= Jean Gottmann =

French geographer (1915–1994)

(Ivan) Jean Gottmann (10 October 1915 – 28 February 1994) was a French Jewish geographer who was best known for his seminal study on the urban region of the Northeast megalopolis. His main contributions to human geography were in the sub-fields of urban, political, economic, historical and regional geography. His regional specializations ranged from France and the Mediterranean to the United States, Israel, and Japan.

==Early life and education==
Gottmann was born in Kharkiv, Ukraine, Russian Empire. He was the only child of prosperous Jewish parents of French and Dutch descent, Elie Gottmann and Sonia-Fanny Ettinger, who were killed in February 1918, following the Russian Revolution of 1917. He was adopted de facto by his aunt, Emily Gottmann, and uncle, Michel Berchin, and escaped with them to Paris in 1921 through what was then Constantinople in present-day Istanbul. In Constantinople, he changed his first name, Iona, to the French cognate Jean.

==Career==
Gottmann received a French education and became early a research assistant in economic geography at the Sorbonne (1937–41) under the guidance of Albert Demangeon, but was forced to leave his post with the Nazi invasion of France and the 1940 Statute of Jews, which banned him from public employment. He found refuge in the United States, where he received a Rockefeller Foundation fellowship to attend the Institute for Advanced Study in Princeton, New Jersey, in the seminar of Edward M. Earle.

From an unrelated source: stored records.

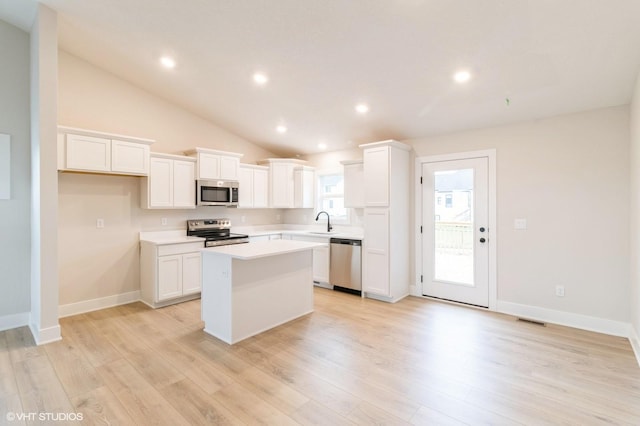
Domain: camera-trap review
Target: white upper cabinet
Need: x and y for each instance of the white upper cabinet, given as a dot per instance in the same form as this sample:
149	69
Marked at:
282	181
353	183
376	176
213	164
171	183
385	267
253	189
97	152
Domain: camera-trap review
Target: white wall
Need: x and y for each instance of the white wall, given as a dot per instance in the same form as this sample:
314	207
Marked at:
635	218
568	176
98	263
15	222
43	319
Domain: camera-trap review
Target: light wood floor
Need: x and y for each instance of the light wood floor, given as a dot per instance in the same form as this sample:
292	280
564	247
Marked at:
352	361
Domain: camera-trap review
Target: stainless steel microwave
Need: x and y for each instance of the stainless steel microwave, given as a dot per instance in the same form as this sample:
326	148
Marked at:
217	193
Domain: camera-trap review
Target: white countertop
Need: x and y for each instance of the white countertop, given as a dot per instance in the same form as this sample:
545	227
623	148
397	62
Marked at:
168	237
333	234
259	249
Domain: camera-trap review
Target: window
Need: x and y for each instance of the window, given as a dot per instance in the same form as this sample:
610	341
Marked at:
331	197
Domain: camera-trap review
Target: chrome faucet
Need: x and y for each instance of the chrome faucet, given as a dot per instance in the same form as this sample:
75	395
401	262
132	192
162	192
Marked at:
329	227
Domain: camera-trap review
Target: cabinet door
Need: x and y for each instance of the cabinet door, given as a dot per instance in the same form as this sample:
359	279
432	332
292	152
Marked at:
354	185
376	177
281	185
208	166
245	190
184	184
191	279
128	157
88	153
321	264
260	188
161	182
376	252
229	167
169	277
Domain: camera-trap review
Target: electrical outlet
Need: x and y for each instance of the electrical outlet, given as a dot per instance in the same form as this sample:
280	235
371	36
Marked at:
520	224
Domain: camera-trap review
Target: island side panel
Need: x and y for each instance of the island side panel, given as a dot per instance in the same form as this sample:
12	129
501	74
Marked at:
216	298
270	291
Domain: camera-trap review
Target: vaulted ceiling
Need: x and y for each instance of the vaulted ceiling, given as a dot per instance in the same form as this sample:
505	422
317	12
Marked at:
527	59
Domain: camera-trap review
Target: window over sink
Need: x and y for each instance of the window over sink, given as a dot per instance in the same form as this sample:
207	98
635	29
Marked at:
331	196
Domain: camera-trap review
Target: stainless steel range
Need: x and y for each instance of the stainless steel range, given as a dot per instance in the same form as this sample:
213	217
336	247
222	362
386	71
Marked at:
216	231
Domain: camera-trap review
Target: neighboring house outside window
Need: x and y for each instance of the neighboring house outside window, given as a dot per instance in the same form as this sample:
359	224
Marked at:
330	196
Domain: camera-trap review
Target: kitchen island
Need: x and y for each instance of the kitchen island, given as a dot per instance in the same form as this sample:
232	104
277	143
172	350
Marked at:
251	288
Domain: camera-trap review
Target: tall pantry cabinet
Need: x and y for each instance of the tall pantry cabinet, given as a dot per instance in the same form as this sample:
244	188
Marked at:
387	185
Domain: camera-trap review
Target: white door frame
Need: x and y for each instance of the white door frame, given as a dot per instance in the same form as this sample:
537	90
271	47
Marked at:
490	154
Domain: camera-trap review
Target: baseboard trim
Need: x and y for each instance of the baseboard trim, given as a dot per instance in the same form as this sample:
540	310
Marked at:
7	322
584	322
42	336
635	343
97	304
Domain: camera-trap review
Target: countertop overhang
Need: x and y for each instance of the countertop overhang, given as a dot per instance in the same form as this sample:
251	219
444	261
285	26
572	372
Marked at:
258	249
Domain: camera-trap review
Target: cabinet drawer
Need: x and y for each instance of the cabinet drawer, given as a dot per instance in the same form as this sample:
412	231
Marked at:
171	249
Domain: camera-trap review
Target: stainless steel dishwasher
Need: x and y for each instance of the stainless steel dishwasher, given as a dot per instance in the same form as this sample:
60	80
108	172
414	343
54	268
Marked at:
345	266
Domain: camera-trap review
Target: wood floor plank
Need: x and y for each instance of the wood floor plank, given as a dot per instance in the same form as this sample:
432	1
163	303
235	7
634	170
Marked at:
101	407
271	390
74	371
428	417
313	413
352	361
196	406
143	402
40	389
250	408
97	349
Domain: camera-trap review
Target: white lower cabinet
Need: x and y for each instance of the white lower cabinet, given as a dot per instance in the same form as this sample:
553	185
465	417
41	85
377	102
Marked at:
320	257
169	273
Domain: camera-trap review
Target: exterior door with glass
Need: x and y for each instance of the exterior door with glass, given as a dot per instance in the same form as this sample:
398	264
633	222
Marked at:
455	218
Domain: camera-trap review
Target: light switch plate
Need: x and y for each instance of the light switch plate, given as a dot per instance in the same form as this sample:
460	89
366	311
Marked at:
520	224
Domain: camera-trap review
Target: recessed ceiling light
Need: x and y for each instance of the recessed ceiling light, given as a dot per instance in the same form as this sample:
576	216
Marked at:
462	76
362	108
168	62
260	79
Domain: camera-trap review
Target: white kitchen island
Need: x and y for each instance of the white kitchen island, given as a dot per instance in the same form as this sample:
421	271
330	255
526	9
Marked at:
251	288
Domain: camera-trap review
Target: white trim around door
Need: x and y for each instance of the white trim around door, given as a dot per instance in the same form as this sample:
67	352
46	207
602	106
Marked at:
490	154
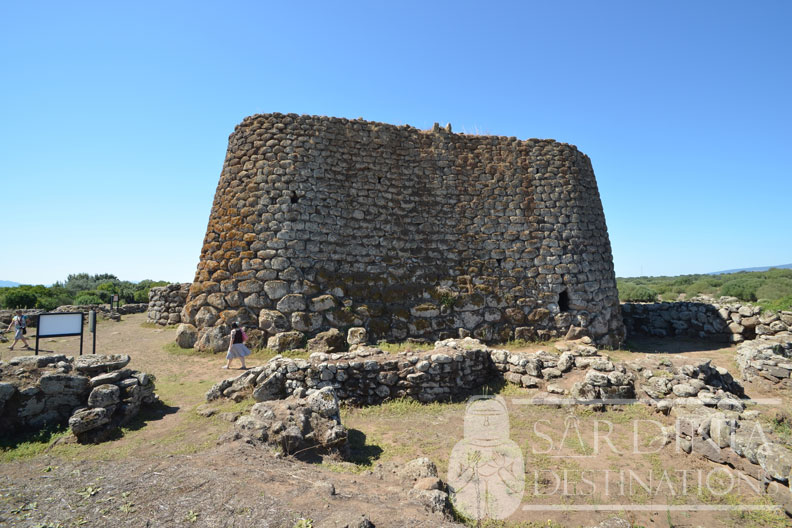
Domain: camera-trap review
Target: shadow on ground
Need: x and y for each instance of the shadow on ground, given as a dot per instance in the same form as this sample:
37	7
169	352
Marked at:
670	345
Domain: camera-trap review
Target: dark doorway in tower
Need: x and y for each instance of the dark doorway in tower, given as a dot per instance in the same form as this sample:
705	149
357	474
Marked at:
563	301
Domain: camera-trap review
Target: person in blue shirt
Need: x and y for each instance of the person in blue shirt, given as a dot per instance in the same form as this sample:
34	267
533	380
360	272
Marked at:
19	322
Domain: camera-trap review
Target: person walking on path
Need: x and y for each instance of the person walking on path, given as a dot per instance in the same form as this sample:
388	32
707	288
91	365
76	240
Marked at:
20	327
236	347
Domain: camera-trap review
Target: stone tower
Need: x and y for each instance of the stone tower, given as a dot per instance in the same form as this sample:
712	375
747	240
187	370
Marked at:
323	222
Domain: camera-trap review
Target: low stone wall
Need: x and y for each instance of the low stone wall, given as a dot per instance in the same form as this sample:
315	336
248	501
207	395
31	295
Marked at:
94	394
726	320
767	358
166	303
737	438
367	375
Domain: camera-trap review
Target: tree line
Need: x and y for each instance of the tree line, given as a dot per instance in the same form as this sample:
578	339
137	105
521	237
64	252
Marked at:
771	289
78	289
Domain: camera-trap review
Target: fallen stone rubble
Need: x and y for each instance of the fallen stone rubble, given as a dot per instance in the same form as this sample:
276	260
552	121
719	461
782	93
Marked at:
714	418
93	394
767	358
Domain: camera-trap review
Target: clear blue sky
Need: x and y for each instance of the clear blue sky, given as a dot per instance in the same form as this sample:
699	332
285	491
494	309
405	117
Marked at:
114	119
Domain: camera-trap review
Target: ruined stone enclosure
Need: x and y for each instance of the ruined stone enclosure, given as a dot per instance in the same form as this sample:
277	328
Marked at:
323	222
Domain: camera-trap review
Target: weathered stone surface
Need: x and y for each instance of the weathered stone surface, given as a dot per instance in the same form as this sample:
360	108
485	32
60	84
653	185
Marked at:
213	339
776	460
270	388
88	419
329	341
297	425
92	365
393	273
357	336
64	383
6	391
291	303
283	341
104	396
186	335
273	321
276	289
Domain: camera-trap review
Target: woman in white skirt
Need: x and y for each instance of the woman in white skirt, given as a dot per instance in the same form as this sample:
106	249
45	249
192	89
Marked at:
236	346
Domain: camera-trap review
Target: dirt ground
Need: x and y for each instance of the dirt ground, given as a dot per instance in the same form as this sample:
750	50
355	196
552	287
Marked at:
166	469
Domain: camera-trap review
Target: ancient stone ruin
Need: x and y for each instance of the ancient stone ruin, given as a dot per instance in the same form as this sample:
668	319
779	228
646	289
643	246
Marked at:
93	394
324	223
297	400
166	303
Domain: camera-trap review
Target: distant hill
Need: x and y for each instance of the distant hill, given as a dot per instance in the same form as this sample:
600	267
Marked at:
760	268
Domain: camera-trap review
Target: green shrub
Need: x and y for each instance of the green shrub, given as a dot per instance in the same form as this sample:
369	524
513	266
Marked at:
634	293
774	288
18	298
87	298
777	305
742	288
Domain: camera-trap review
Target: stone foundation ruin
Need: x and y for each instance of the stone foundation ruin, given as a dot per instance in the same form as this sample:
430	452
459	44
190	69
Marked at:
93	394
324	223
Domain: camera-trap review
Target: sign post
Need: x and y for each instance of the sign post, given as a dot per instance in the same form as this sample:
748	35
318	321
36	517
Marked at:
60	325
92	327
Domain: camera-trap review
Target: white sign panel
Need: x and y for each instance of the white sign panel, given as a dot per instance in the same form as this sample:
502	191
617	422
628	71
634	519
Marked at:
60	324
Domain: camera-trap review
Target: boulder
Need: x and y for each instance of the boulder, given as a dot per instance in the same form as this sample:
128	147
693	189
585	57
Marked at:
325	403
283	341
186	335
357	336
294	425
273	322
326	342
776	460
270	388
88	419
213	339
92	364
104	396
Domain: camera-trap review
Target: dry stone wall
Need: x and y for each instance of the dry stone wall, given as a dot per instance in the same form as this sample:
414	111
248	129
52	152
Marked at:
767	358
94	394
324	223
724	320
166	303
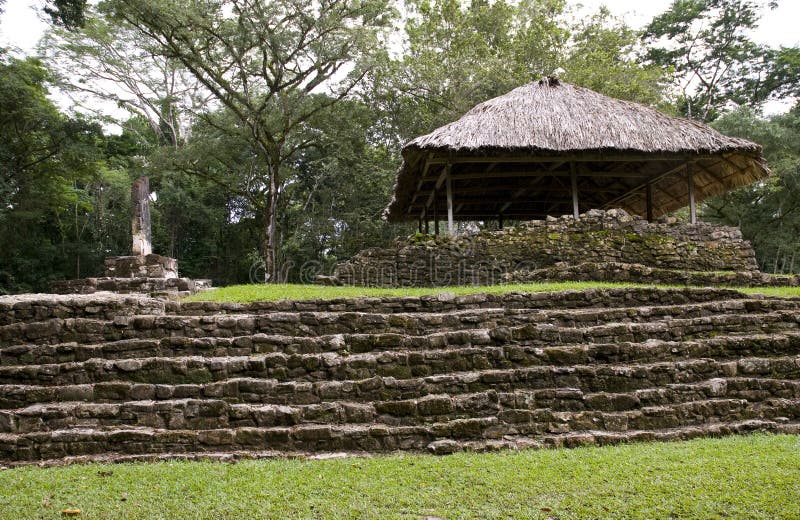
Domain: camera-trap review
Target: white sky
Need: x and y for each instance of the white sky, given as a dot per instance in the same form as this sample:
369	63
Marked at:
21	27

During the war, he contributed to the U.S. effort by consulting for the Board of Economic Warfare in Washington and other agencies; he also joined Free France and the exiled French academic community teaching at the New School for Social Research. Isaiah Bowman hired him as a non-tenured professor at his new institute of geography of the Johns Hopkins University (1943–48). In 1945, he returned to France to work for the French Ministry of the Economy, and he also spent two years as director of research at the United Nations (1946–47).

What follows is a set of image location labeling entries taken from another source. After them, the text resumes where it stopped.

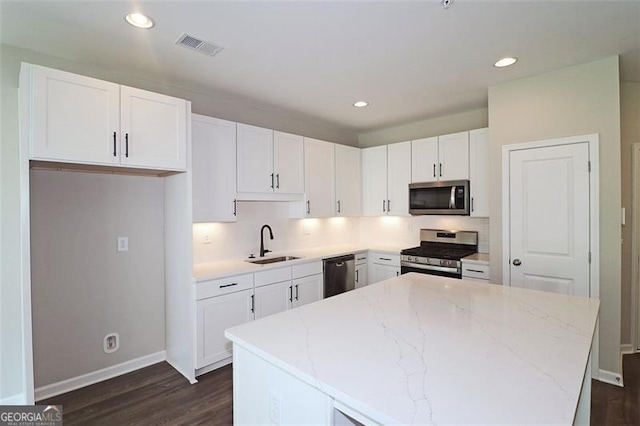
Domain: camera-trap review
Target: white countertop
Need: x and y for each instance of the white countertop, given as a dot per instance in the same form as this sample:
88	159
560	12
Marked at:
225	268
426	349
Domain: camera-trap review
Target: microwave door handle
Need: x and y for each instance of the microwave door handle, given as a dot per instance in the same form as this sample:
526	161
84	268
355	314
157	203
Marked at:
452	198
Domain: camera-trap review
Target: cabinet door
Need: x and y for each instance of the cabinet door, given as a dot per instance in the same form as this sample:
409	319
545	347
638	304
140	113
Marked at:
154	130
271	299
424	160
215	315
398	178
479	172
307	290
362	277
453	151
348	181
383	272
319	179
213	165
255	159
288	163
374	181
75	118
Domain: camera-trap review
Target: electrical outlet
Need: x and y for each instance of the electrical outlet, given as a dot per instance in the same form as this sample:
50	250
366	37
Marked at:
111	343
123	243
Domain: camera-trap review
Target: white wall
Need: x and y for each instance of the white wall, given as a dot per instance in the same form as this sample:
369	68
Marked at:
578	100
242	238
474	119
82	287
405	231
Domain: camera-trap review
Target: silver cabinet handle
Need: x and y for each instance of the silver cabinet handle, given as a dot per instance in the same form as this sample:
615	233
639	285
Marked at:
228	285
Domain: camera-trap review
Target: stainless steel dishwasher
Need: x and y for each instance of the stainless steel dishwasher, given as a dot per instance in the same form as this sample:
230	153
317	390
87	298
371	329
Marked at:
339	275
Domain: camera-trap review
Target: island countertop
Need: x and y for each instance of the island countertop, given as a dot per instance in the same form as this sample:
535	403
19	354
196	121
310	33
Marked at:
421	349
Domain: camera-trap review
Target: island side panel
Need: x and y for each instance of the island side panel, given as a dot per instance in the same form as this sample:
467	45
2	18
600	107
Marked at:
264	394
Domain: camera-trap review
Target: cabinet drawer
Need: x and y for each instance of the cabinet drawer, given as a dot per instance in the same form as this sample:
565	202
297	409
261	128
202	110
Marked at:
306	269
223	286
474	270
272	276
361	258
385	259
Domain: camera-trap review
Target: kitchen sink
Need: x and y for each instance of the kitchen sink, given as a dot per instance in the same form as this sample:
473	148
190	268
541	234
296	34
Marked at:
273	260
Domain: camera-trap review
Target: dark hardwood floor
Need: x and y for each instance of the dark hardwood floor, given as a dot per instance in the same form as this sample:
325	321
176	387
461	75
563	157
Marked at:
159	395
613	405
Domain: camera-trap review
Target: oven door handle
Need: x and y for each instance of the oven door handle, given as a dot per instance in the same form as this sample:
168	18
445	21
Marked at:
430	267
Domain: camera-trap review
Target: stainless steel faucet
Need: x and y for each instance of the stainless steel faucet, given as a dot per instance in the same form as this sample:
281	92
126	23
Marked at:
262	250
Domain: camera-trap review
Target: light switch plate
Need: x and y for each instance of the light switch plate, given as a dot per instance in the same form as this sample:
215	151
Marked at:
123	243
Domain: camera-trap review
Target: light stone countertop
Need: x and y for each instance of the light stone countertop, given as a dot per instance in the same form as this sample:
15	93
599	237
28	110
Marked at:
225	268
422	349
478	258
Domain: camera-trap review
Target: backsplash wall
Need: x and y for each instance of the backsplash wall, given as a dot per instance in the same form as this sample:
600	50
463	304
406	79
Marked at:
239	239
405	231
242	238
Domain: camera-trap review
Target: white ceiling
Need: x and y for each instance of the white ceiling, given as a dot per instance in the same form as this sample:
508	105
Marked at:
410	60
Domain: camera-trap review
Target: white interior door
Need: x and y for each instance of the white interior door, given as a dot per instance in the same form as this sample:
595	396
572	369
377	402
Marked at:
549	219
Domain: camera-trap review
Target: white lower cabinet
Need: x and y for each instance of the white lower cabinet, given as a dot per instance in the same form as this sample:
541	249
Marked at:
383	266
227	302
216	314
271	299
306	290
362	273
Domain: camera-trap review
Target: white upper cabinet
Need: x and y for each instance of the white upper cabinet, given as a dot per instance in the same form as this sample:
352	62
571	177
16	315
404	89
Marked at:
255	159
154	128
348	181
288	162
424	160
398	178
440	158
319	178
453	151
479	171
213	165
374	181
386	172
78	119
269	162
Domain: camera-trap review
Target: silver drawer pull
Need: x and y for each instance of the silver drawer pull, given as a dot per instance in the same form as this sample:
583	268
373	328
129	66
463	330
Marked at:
228	285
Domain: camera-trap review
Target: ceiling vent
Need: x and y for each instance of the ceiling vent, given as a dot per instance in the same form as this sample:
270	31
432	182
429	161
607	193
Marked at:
194	43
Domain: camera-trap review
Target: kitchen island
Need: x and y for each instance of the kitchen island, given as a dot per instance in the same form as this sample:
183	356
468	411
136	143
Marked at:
418	349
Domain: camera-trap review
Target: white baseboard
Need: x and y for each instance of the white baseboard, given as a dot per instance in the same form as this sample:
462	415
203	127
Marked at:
610	377
17	399
214	366
627	349
74	383
190	377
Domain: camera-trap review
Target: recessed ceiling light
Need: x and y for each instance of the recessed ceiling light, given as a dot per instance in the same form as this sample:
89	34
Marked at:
505	62
139	20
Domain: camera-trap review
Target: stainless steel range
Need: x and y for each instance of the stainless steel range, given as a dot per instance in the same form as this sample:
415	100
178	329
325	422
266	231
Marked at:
439	252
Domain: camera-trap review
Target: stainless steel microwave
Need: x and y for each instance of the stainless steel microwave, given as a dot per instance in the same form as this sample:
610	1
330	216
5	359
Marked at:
445	197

After World War II, he started to commute between France and the United States in an effort to explain America's human geography to the French public and Europe's to the American. His multicultural perspective allowed him to get a grant from Paul Mellon to produce the first regional study of Virginia (1953–55) and financial support from The Century Foundation to study the megalopolis of the North-Eastern seaboard of the United States, which soon became a paradigm in urban geography and planning to define polynuclear global city-regions.

In 1957, he married Bernice Adelson. In 1961, he was invited to join the École des Hautes Études en Sciences Sociales in Paris by Fernand Braudel, Claude Lévi-Strauss, and Alexandre Koyré and in 1968 became Professor of Geography and Head of the School of Geography at the University of Oxford (1968–1983). In the 1980s, Gottmann wrote numerous essays to develop his ideas about ‘transactional’ cities, whose primary economic function is the processing and distribution of information. After retiring as emeritus professor, he remained in Oxford until the end of his life.

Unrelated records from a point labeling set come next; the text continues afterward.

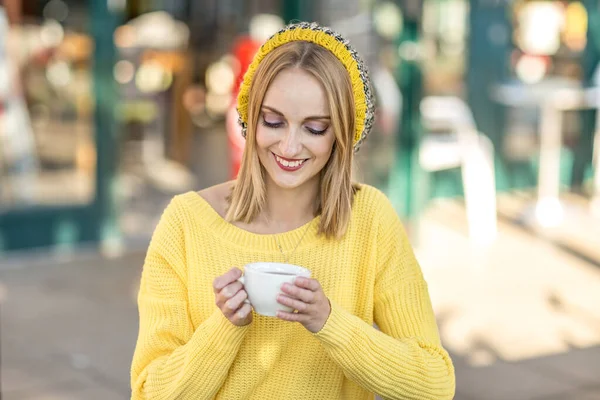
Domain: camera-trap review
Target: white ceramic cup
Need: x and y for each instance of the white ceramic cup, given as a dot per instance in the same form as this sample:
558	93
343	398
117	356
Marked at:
263	280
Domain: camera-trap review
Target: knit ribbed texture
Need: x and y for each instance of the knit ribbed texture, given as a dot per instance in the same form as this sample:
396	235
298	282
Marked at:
187	349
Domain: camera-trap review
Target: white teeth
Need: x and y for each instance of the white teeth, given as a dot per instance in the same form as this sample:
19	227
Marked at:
289	164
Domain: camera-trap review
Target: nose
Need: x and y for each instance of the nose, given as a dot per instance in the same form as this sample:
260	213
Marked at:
290	145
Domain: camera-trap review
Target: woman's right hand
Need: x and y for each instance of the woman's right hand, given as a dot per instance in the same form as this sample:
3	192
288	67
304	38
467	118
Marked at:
230	296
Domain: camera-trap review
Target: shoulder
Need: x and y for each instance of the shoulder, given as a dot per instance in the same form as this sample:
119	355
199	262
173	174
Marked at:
217	196
372	202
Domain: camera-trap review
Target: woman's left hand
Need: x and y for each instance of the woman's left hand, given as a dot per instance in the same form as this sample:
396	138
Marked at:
307	297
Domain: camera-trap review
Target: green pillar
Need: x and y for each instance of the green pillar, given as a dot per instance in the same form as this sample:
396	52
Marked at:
582	160
489	47
103	24
406	175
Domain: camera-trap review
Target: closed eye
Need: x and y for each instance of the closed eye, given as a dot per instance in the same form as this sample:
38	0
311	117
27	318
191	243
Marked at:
272	124
316	131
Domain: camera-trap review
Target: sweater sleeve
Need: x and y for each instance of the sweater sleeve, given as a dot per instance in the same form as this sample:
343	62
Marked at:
172	360
404	359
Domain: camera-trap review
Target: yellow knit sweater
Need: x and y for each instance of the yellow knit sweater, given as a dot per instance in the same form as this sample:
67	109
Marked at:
187	349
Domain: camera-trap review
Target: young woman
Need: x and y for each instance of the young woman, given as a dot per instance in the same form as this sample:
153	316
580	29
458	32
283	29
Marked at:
305	106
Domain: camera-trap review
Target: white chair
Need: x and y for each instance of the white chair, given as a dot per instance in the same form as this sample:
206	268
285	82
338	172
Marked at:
452	140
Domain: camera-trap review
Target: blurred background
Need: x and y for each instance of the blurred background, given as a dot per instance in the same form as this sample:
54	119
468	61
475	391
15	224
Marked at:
485	140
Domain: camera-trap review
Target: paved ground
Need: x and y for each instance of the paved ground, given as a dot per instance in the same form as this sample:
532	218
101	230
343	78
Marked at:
68	326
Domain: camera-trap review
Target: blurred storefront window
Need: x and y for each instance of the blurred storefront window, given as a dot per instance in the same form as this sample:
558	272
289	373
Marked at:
46	120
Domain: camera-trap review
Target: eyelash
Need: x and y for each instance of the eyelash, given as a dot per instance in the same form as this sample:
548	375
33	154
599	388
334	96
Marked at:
280	124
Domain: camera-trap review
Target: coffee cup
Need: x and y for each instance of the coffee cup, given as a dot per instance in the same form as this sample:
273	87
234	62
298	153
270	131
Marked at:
263	280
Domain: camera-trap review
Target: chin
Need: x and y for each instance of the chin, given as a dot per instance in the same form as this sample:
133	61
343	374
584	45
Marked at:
289	182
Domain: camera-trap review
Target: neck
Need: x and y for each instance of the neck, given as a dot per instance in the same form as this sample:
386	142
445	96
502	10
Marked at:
288	209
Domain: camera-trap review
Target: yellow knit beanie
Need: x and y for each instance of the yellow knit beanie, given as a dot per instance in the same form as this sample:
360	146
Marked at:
325	37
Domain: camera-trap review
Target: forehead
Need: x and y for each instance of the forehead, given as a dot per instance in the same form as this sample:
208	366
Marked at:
297	94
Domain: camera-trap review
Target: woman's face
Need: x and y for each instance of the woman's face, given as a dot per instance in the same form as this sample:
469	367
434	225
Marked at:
294	135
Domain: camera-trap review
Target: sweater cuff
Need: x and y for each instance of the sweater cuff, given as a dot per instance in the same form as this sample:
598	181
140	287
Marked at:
221	333
339	328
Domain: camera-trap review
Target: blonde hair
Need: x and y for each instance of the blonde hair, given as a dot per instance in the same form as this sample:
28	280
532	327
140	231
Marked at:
336	189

Beyond his contribution to the study of megalopolis and to urban geography, his theoretical work on the political partitioning of geographical space as a result of the interplay between movement flows and symbolic systems (iconographies) has been rediscovered after his death.

==Awards==
Gottmann was awarded an Honorary Fellowship from the American Geographical Society in 1956, and its Charles P. Daly Medal in 1964. In 1980, he received the Victoria Medal of the Royal Geographical Society. He also was a fellow of the American Academy of Arts and Sciences and the British Academy.

==Bibliography==
Jean Gottmann's bibliography lists about 400 references. The following list is a selection of some of his most relevant books and papers:

- L'homme, la route et l'eau en Asie sud-occidentale (1938)
- De la méthode d'analyse en géographie humaine, Annales de Géographie (1947)
- L'Amerique (1949)
- A geography of Europe (1950, 1969)
- La politique des Etats et leur géographie (1952)
- Virginia at mid-Century (1955)
- Les marchés des matières premières (1957)
- Etudes sur l'Etat d'Israel (1958)
- Megalopolis: The Urbanized Northeastern Seaboard of the United States (1961)
- Essais sur l'amenagement de l'espace habité (1966)
- The significance of territory (1973)
- Centre and Periphery (1980)
- La città invincibile (1983)
- Since Megalopolis (1990)
- Beyond Megalopolis (1994)

== See also ==
- Geographers on Film
- Megalopolis (city type)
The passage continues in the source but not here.